# Hopper not recognizing broadband connection



## dmspen (Dec 1, 2006)

Last night I went to browse OnDemand. "You must have an internet connection" my Hopper told me.

That's odd, it was working yesterday. I went to the Boradband section and the link said it was OK. I reset anyway and it failed. I reset again and it came back OK.

Went back to check OnDemand. "You must be connected to the internet to access these features".

I reset again. I even reset the Network which, I assume, is the Hopper Joey link. It said my Master Bedroom Joey was in use and this would interrupt it. Hmmm, last I checked, it was off. Reset the Network and the broadband connection. All looks good. Back to OnDemand

You must have a broadband connection to access these features.

I'm going to do some troubleshooting today but this is very annoying. Any ideas or experieces to share?


----------



## jerry downing (Mar 7, 2004)

Try resetting your router. Mine has created issues like this in the past and I plan on replacing it.


----------



## saberfly (Apr 5, 2010)

I had same issue. On the on demand screen it said press record to try connection again. I did that and its been fine since.


----------



## dmspen (Dec 1, 2006)

Well, I did absolutley nothing and everything was fine the next morning.

I guess there is no way to tell where the problem was. I don't thin it was my router as all my other connections were working fine. I imagine it could have been a DNS issue with Comcast, but again, everything else was fine.

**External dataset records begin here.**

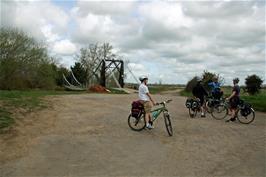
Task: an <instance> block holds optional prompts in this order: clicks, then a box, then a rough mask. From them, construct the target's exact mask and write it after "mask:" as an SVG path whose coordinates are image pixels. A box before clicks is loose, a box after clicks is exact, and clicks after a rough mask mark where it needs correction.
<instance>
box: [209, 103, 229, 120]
mask: <svg viewBox="0 0 266 177" xmlns="http://www.w3.org/2000/svg"><path fill="white" fill-rule="evenodd" d="M227 114H228V109H227V108H226V107H225V105H223V104H218V105H215V106H214V107H213V108H212V112H211V115H212V117H213V118H214V119H217V120H222V119H224V118H225V117H226V116H227Z"/></svg>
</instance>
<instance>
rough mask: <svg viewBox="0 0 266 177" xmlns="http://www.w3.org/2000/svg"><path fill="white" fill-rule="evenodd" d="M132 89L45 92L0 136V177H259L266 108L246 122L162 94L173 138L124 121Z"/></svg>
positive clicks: (261, 152) (157, 132) (265, 159)
mask: <svg viewBox="0 0 266 177" xmlns="http://www.w3.org/2000/svg"><path fill="white" fill-rule="evenodd" d="M136 98H137V95H136V94H131V95H109V94H102V95H99V94H85V95H64V96H56V97H47V98H46V99H47V100H49V102H50V106H49V108H47V109H45V110H42V111H39V112H35V113H31V114H27V117H26V118H23V119H19V120H18V126H17V128H16V129H15V131H13V132H12V133H10V134H6V135H0V176H1V177H11V176H27V177H29V176H73V177H77V176H182V177H183V176H201V177H202V176H241V177H242V176H265V174H266V151H265V149H266V148H265V147H266V146H265V140H266V135H265V133H266V132H265V127H266V114H264V113H260V112H256V119H255V121H254V122H253V123H252V124H250V125H243V124H240V123H239V122H236V123H235V122H230V123H225V121H224V120H222V121H219V120H215V119H213V118H211V116H210V115H208V116H207V118H199V117H198V118H194V119H191V118H189V117H188V111H187V109H186V108H185V107H184V102H185V98H184V97H179V96H177V95H175V94H173V93H172V94H171V93H167V94H164V95H156V96H155V98H156V100H157V101H161V100H165V99H167V98H172V99H173V102H172V103H170V104H169V105H168V108H169V111H170V113H171V118H172V123H173V130H174V136H173V137H169V136H168V134H167V132H166V129H165V126H164V122H163V119H159V120H158V121H157V122H156V124H155V129H153V130H143V131H141V132H134V131H132V130H131V129H130V128H129V127H128V125H127V116H128V114H129V110H130V103H131V101H132V100H134V99H136Z"/></svg>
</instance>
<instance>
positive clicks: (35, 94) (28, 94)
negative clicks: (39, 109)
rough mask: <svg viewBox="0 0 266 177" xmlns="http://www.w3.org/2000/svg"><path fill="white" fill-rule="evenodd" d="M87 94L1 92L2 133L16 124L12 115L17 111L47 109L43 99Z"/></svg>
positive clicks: (32, 90)
mask: <svg viewBox="0 0 266 177" xmlns="http://www.w3.org/2000/svg"><path fill="white" fill-rule="evenodd" d="M78 93H85V92H69V91H43V90H30V91H6V90H0V132H1V130H3V129H5V128H8V127H10V126H11V125H12V124H13V123H14V122H15V117H14V116H15V115H13V114H12V112H14V110H15V109H23V110H25V111H32V110H36V109H41V108H45V107H46V104H45V102H44V101H43V99H42V98H43V97H44V96H47V95H64V94H78Z"/></svg>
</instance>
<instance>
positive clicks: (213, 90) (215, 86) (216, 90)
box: [208, 76, 223, 99]
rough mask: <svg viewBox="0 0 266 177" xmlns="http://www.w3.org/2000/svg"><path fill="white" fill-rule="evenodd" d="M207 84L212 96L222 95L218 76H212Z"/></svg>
mask: <svg viewBox="0 0 266 177" xmlns="http://www.w3.org/2000/svg"><path fill="white" fill-rule="evenodd" d="M208 86H210V87H211V89H212V90H211V94H212V96H213V98H215V99H220V98H221V97H222V96H223V91H221V83H219V82H218V77H217V76H214V77H213V79H212V82H209V83H208Z"/></svg>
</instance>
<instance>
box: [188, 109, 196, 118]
mask: <svg viewBox="0 0 266 177" xmlns="http://www.w3.org/2000/svg"><path fill="white" fill-rule="evenodd" d="M197 112H198V111H197V109H191V108H189V109H188V113H189V117H190V118H194V117H196V115H197Z"/></svg>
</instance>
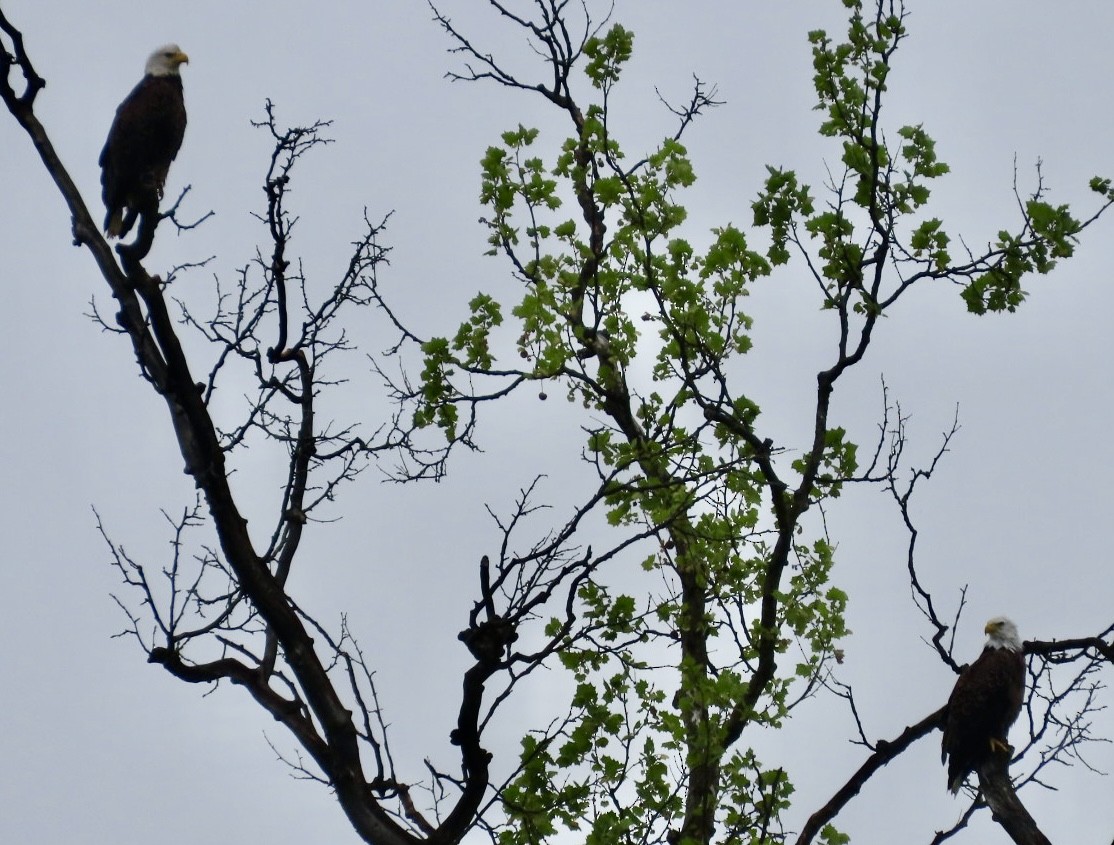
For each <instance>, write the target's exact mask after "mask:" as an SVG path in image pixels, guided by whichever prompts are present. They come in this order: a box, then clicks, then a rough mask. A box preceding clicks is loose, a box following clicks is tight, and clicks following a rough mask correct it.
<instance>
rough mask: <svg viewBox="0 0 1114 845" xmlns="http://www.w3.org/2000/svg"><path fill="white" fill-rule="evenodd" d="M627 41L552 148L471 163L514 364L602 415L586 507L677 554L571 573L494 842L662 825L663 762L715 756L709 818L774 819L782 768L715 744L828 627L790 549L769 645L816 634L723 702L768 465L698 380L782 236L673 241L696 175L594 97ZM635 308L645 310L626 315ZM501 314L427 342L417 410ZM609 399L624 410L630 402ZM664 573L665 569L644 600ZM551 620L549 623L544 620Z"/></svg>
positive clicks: (779, 687) (597, 66)
mask: <svg viewBox="0 0 1114 845" xmlns="http://www.w3.org/2000/svg"><path fill="white" fill-rule="evenodd" d="M632 49H633V39H632V36H631V33H629V32H628V31H627V30H625V29H623V28H622V27H618V26H616V27H612V28H610V29H609V30H608V31H607V32H605V33H604V35H602V36H600V37H599V38H594V39H590V40H589V41H588V43H587V45H586V46H585V50H584V53H585V57H586V59H587V62H586V66H585V68H584V72H585V76H586V78H587V81H588V83H589V86H590V87H593V88H594V89H596V90H597V91H599V92H600V95H602V97H600V100H599V101H595V102H593V104H592V105H589V106H587V107H586V109H585V110H584V112H583V115H579V114H578V115H577V117H578V118H579V120H578V122H576V124H575V131H574V132H573V134H571V135H570V136H569V137H568V138H566V139H565V140H564V143H563V144H561V145H560V147H559V149H558V150H557V151H556V155H555V156H554V158H553V160H551V161H547V155H546V151H545V149H544V148H543V143H541V141H543V139H541V137H540V135H539V132H538V131H537V130H535V129H532V128H527V127H522V126H519V127H517V128H516V129H512V130H509V131H507V132H504V135H502V136H501V138H500V144H499V145H496V146H492V147H491V148H489V149H488V150H487V153H486V155H485V156H483V159H482V164H481V167H482V181H481V188H480V198H481V200H482V203H483V204H485V206H486V209H487V216H486V218H485V222H486V224H487V227H488V244H489V252H490V253H491V254H495V255H499V254H501V255H504V256H506V257H507V258H509V261H510V263H511V265H512V266H514V268H515V271H516V275H517V277H518V279H519V281H520V282H521V283H522V284H521V294H520V297H519V298H518V301H517V302H515V303H514V304H511V305H510V308H509V313H510V314H511V315H512V317H514V318H515V321H516V332H517V333H518V342H517V348H516V352H517V353H518V355H519V357H520V358H521V360H522V361H525V362H526V364H525V365H522V367H521V370H520V375H524V376H526V377H527V379H547V380H555V379H564V381H565V384H566V385H567V390H568V396H569V399H570V400H574V401H577V402H579V403H583V404H584V405H585V406H587V407H589V409H592V410H594V411H596V412H603V414H604V415H605V416H607V417H609V419H610V421H612V423H613V424H610V425H598V424H594V425H592V426H589V428H588V430H587V440H586V445H587V450H588V452H589V453H590V455H592V456H593V461H594V462H595V463H597V464H598V465H602V466H605V468H607V469H608V470H609V471H610V476H612V479H613V481H612V482H610V483H609V485H608V487H607V489H606V491H605V498H604V502H605V507H606V508H607V519H608V521H609V523H610V524H612V525H615V527H625V525H639V527H644V525H647V524H648V525H653V527H659V528H661V529H662V531H663V536H664V537H672V536H677V537H678V538H680V537H681V536H683V538H684V540H683V546H684V549H683V551H682V550H681V549H672V543H663V547H662V549H661V550H659V551H658V552H657V553H655V554H652V556H651V557H648V558H647V559H646V569H648V570H651V571H653V572H654V581H653V584H649V583H647V586H645V587H644V588H643V589H644V590H645V591H644V592H643V593H642V595H641V598H637V599H636V598H635V597H633V596H631V595H627V593H624V592H619V591H613V590H610V589H607V588H606V587H605V586H604V583H603V582H597V581H588V582H586V583H585V584H584V586H583V587H582V588H580V591H579V595H578V597H577V598H578V626H577V628H576V629H575V632H574V633H573V635H570V636H568V637H567V639H566V640H565V641H564V642H563V643H561V648H560V650H559V658H560V662H561V665H563V666H564V668H565V669H566V670H567V671H568V672H569V674H570V677H571V680H573V685H574V690H575V691H574V692H573V696H571V699H570V705H569V711H568V716H567V718H566V719H565V720H561V721H559V723H558V725H557V726H555V727H554V728H553V729H550V730H549V731H546V733H543V734H538V735H532V734H531V735H530V736H528V737H526V738H525V739H524V741H522V753H521V760H520V763H521V774H520V776H519V777H518V779H516V780H515V782H514V783H512V784H511V785H509V786H508V787H507V788H506V789H505V792H504V794H502V798H504V803H505V807H506V809H507V813H508V817H509V819H510V821H511V822H512V824H510V825H508V826H507V827H506V828H505V829H502V832H501V833H500V836H501V841H502V842H504V843H506V845H512V844H514V845H518V844H519V843H522V844H524V845H525V843H538V842H543V841H546V839H548V838H549V837H551V836H553V835H555V834H556V833H557V829H558V828H568V829H577V831H585V836H586V838H588V839H589V841H592V842H600V843H603V842H607V843H613V842H616V841H642V839H643V838H645V837H647V836H651V835H652V833H653V832H655V831H656V833H653V835H654V836H661V835H662V833H663V832H664V829H665V826H668V825H675V824H676V823H677V819H678V815H680V814H681V813H682V810H683V804H684V802H683V797H682V793H678V789H677V785H676V778H677V777H678V776H682V777H683V774H682V773H684V772H685V770H686V769H688V768H691V767H693V766H694V765H696V763H697V760H700V759H713V760H714V767H715V768H716V769H720V767H721V760H722V762H724V764H725V765H724V767H723V769H722V772H723V780H722V783H719V784H713V785H712V787H711V788H712V789H713V793H714V794H712V795H710V796H709V798H710V800H712V802H713V805H717V804H719V802H720V800H721V797H722V796H727V799H726V800H727V803H729V804H731V805H732V806H733V807H735V809H734V810H729V809H727V807H726V805H724V806H723V807H721V809H720V810H719V813H720V814H722V815H724V818H727V816H729V815H730V814H731V813H732V812H734V813H735V815H731V816H730V818H727V823H729V824H732V825H735V824H736V823H737V822H739V821H740V819H741V818H742V817H743V816H740V815H739V813H743V814H744V815H746V816H747V817H754V818H758V817H759V815H761V814H764V815H765V817H766V818H769V817H770V815H771V814H773V815H774V816H776V815H779V814H780V813H782V812H783V810H784V808H785V807H788V805H789V798H790V795H791V794H792V786H791V783H790V779H789V777H788V774H785V773H783V772H780V770H779V769H776V768H765V767H762V766H761V765H760V764H759V763H758V760H756V757H755V755H754V751H753V750H750V749H749V748H736V747H731V748H729V734H730V733H731V731H732V730H734V729H735V728H736V726H737V725H739V724H740V723H741V721H746V723H747V724H765V725H771V726H776V725H780V724H781V723H782V721H783V720H784V718H785V717H786V715H788V707H789V706H788V700H789V690H790V688H791V686H792V685H793V684H795V682H799V681H800V680H801V678H802V677H803V676H804V675H805V674H811V672H814V671H815V670H817V668H818V666H819V664H820V661H821V660H822V659H823V656H824V655H827V654H830V650H831V642H832V641H834V640H835V639H837V638H838V637H839V636H841V635H842V633H843V622H842V613H843V609H844V606H846V596H843V595H842V593H841V592H839V591H838V590H833V589H829V588H825V587H824V584H825V582H827V579H828V577H829V574H830V569H831V562H832V561H831V554H830V549H829V548H828V547H827V546H824V544H822V543H818V544H817V546H814V547H808V548H807V549H802V550H801V551H799V553H798V558H799V561H800V562H799V567H798V570H797V571H795V573H794V574H793V577H792V578H790V579H788V581H786V583H785V584H784V588H783V590H781V591H780V592H779V596H778V598H779V600H780V601H781V603H782V608H783V611H782V617H781V623H782V625H784V626H785V635H784V636H783V637H781V638H780V639H779V641H778V646H776V648H778V651H779V652H784V651H786V650H789V649H790V648H791V647H798V646H799V647H801V648H802V649H805V650H807V649H811V648H815V649H819V651H818V654H815V655H812V654H805V655H804V657H802V658H801V660H802V661H803V664H804V665H805V666H807V667H808V669H809V672H803V671H793V670H790V671H788V672H785V675H784V677H778V678H776V679H775V680H774V681H773V682H772V684H771V685H770V689H769V691H768V692H765V694H764V695H762V696H760V697H759V698H758V700H756V701H755V704H754V705H753V706H751V707H750V708H749V709H747V710H746V711H745V713H743V711H742V710H741V708H742V701H743V700H744V699H745V698H746V696H747V691H749V682H750V675H751V672H752V671H753V662H754V661H755V660H756V659H758V654H756V651H755V648H756V647H755V646H754V642H755V641H756V638H755V637H754V636H753V632H752V631H747V630H746V628H747V626H749V625H751V621H749V620H747V619H746V618H745V616H746V615H749V613H750V612H752V611H753V608H754V607H755V606H756V605H758V603H760V602H761V599H762V589H763V588H762V584H763V580H764V574H765V572H766V569H768V568H769V566H770V549H769V548H768V547H765V546H764V544H763V543H761V542H758V541H756V540H754V541H752V540H749V539H747V538H754V537H756V536H758V530H759V525H760V522H761V520H762V514H763V497H764V493H765V491H766V489H768V487H766V485H768V481H769V480H768V479H766V478H765V475H764V474H763V472H762V470H761V469H759V468H758V465H756V464H755V463H754V462H753V446H752V445H751V444H749V443H747V442H745V441H744V440H743V439H742V438H741V436H740V433H739V429H737V428H736V426H729V425H723V424H714V423H710V422H709V421H707V420H706V419H705V416H704V413H703V411H702V406H703V405H702V403H704V402H707V399H706V395H705V394H707V395H715V394H716V392H717V384H719V382H716V381H715V380H716V379H720V380H722V379H724V377H725V375H724V373H725V372H726V371H727V369H729V366H730V363H731V361H732V358H734V357H736V356H739V355H742V354H745V353H746V352H747V351H749V350H750V348H751V343H752V342H751V337H750V330H751V318H750V317H749V316H747V315H746V313H745V312H744V311H743V308H742V303H743V298H744V297H745V296H746V295H747V292H749V288H750V286H751V285H752V284H753V283H755V282H756V281H758V279H760V278H762V277H764V276H768V275H769V274H770V273H771V268H772V266H773V265H774V264H778V263H783V261H784V259H786V258H788V252H786V253H785V254H784V256H780V255H779V254H778V253H776V250H772V252H770V253H768V254H765V255H763V254H762V253H760V252H758V250H755V249H753V248H751V246H750V244H749V240H747V237H746V235H745V234H744V233H743V232H742V230H741V229H740V228H737V227H736V226H733V225H724V226H721V227H716V228H714V229H713V230H712V232H711V235H710V237H705V238H704V240H705V242H706V243H705V245H704V246H703V247H700V246H697V245H696V244H695V243H694V242H693V239H692V238H687V237H683V236H681V234H680V233H678V229H680V227H682V226H683V224H684V223H685V219H686V210H685V207H684V206H683V205H682V203H681V202H680V194H681V191H683V189H684V188H686V187H688V186H690V185H692V183H693V181H694V179H695V173H694V170H693V167H692V164H691V161H690V159H688V155H687V150H686V149H685V147H684V145H683V144H682V143H681V141H680V140H678V139H677V138H676V137H667V138H665V139H664V140H663V141H662V143H661V144H659V145H658V146H657V148H656V149H654V150H652V151H651V153H649V154H647V155H646V156H644V157H643V158H641V159H639V160H638V161H637V163H636V164H634V165H629V166H627V165H626V164H625V161H626V159H625V156H624V153H623V150H622V149H620V147H619V145H618V143H617V140H616V139H615V138H614V137H613V135H612V134H610V130H609V127H608V110H607V95H608V92H609V91H610V89H612V88H613V86H615V85H616V83H617V82H618V80H619V79H620V75H622V69H623V65H624V62H625V61H627V60H628V59H629V57H631V55H632ZM771 174H773V171H771ZM766 208H768V212H769V215H770V217H771V220H770V223H771V225H772V226H774V227H776V226H778V225H781V224H784V225H785V226H786V227H788V225H789V220H790V219H791V218H792V216H793V215H795V214H799V213H802V212H805V213H809V214H811V213H812V207H811V199H810V198H809V197H808V196H807V194H804V193H801V191H800V190H798V189H797V187H795V177H794V176H793V175H792V174H791V173H790V174H786V175H785V185H784V190H783V191H782V194H781V195H780V196H779V197H776V198H772V199H771V200H770V202H769V203H768V204H766ZM566 209H573V210H571V212H568V210H566ZM604 232H606V237H604ZM785 238H788V228H786V234H785ZM782 246H784V243H783V244H782ZM647 308H648V309H649V314H648V320H638V318H637V317H635V316H633V315H634V314H636V313H638V312H643V311H646V309H647ZM504 309H505V308H500V306H499V303H497V302H496V301H495V299H494V298H492V297H490V296H488V295H487V294H481V295H479V296H477V297H476V298H475V299H473V302H472V306H471V316H470V318H469V320H468V321H466V322H465V323H463V324H461V326H460V328H459V330H458V332H457V334H456V335H455V336H453V338H452V340H451V341H449V340H434V341H431V342H429V343H427V344H426V346H424V353H426V369H424V372H423V382H422V389H423V394H422V399H423V403H422V404H421V406H420V407H419V414H420V416H419V417H418V421H419V423H420V424H427V425H440V426H441V428H442V429H443V430H444V431H446V433H447V435H448V436H450V438H451V436H453V435H455V432H456V425H457V419H456V415H455V410H453V409H455V403H456V402H457V401H458V400H460V399H461V397H463V396H466V393H465V392H463V390H462V389H459V387H458V386H457V385H456V384H455V380H456V379H457V377H458V376H459V374H465V375H466V376H467V377H469V379H471V377H473V376H476V375H477V374H478V373H482V372H485V371H488V372H494V371H496V365H497V362H496V357H495V354H494V352H492V350H494V348H495V345H494V344H492V341H491V333H492V332H494V331H495V330H496V328H497V327H498V326H499V324H500V314H501V313H502V311H504ZM646 323H648V324H649V325H651V326H653V327H654V330H655V331H654V332H653V333H652V334H649V335H645V334H644V331H645V330H643V331H639V328H641V327H642V326H643V325H645V324H646ZM600 328H606V330H607V332H608V334H609V345H608V351H607V354H606V355H600V356H598V357H590V358H587V360H585V358H582V357H578V356H577V352H578V350H580V348H582V347H583V346H584V345H586V343H587V342H588V341H589V337H590V336H592V333H595V332H597V331H598V330H600ZM639 358H648V360H649V362H651V363H649V366H648V367H647V366H646V365H642V366H639V367H638V371H639V372H642V373H643V374H644V375H643V376H642V377H643V379H645V385H644V387H645V389H644V390H641V391H637V392H636V391H632V390H629V387H628V377H629V374H631V373H632V372H634V367H633V364H634V362H636V361H638V360H639ZM616 402H622V403H624V404H628V405H629V414H631V417H629V419H626V417H623V410H622V409H620V410H616V407H615V403H616ZM446 406H449V409H450V410H448V411H446V410H443V409H444V407H446ZM729 410H730V412H731V414H732V417H733V419H734V420H735V421H736V423H737V424H739V425H742V426H743V428H744V429H746V430H753V429H754V426H755V425H756V423H758V419H759V406H758V405H756V404H755V403H754V402H753V400H751V399H749V397H746V396H745V395H741V396H736V397H731V400H730V404H729ZM825 449H827V450H828V451H827V452H825V458H824V461H823V465H824V466H825V468H827V469H829V470H830V471H831V474H832V476H833V478H834V476H837V475H839V476H843V475H846V474H848V472H850V470H851V469H853V458H854V448H853V445H851V444H848V443H846V442H844V441H843V436H842V431H838V432H834V433H833V436H832V438H831V442H830V443H829V444H825ZM832 483H833V484H834V483H835V482H834V481H833V482H832ZM671 549H672V551H671ZM663 574H664V576H665V578H666V582H667V583H668V582H670V581H671V580H672V582H673V586H672V587H671V588H670V589H667V590H666V595H665V596H664V597H661V596H654V593H653V590H654V589H655V587H654V584H657V583H659V582H661V578H662V576H663ZM678 578H682V579H688V581H691V582H692V583H694V584H695V589H696V591H697V592H700V593H702V595H704V596H705V597H706V599H707V601H709V607H707V615H706V617H705V616H703V615H702V613H694V612H693V608H692V607H688V606H687V605H686V601H685V599H684V598H683V591H682V590H681V589H680V588H678V587H676V579H678ZM702 601H703V599H702ZM747 608H750V610H747ZM560 630H561V623H559V622H557V621H556V620H555V621H554V622H553V623H551V625H550V628H549V635H550V636H556V635H557V632H558V631H560ZM680 633H684V635H685V636H690V635H695V636H698V637H700V638H703V639H704V640H706V641H707V647H709V650H710V651H712V652H714V654H715V661H716V669H715V671H714V672H711V671H709V667H707V665H704V664H702V662H700V661H694V660H693V659H692V658H691V657H688V656H684V657H682V656H680V655H678V654H677V650H676V641H677V637H678V635H680ZM747 643H750V645H747ZM651 657H653V659H651ZM671 661H672V662H673V665H674V666H675V667H676V669H677V672H676V675H675V676H674V677H673V679H672V681H665V682H672V685H673V692H674V694H675V695H673V696H671V697H670V698H668V700H667V699H666V696H665V694H664V692H663V691H662V689H661V687H659V686H658V685H659V682H662V681H661V680H659V679H661V678H663V675H662V669H661V668H659V667H661V666H662V665H663V662H664V664H665V665H668V664H670V662H671ZM651 666H654V667H658V668H655V669H651V668H649V667H651ZM664 677H665V678H667V677H668V676H667V675H665V676H664ZM694 714H696V716H695V717H694ZM730 741H734V739H733V738H732V739H731V740H730ZM721 790H722V795H721Z"/></svg>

I'm updating my router and switch this week so if it happens again that would exonerate my current Netgear router (hate it).


----------



## sregener (Apr 17, 2012)

Not sure what the issue is with mine, but in spite of a broadband connection that looks good, selecting OnDemand or [email protected] from the Menu simply returns to live tv. No error messages.


----------



## jhharelik (Oct 19, 2011)

Had Hopper/Joey about a week, from previous VIP922 (never got to work). Same problems as listed above. Broadband connection indicates no problem, yet trying OnDemand/[email protected] yields nothing but returning to live TV. Must be one of the seemingly continuous software bugs. I'll try update, but wanted to document the problem.


----------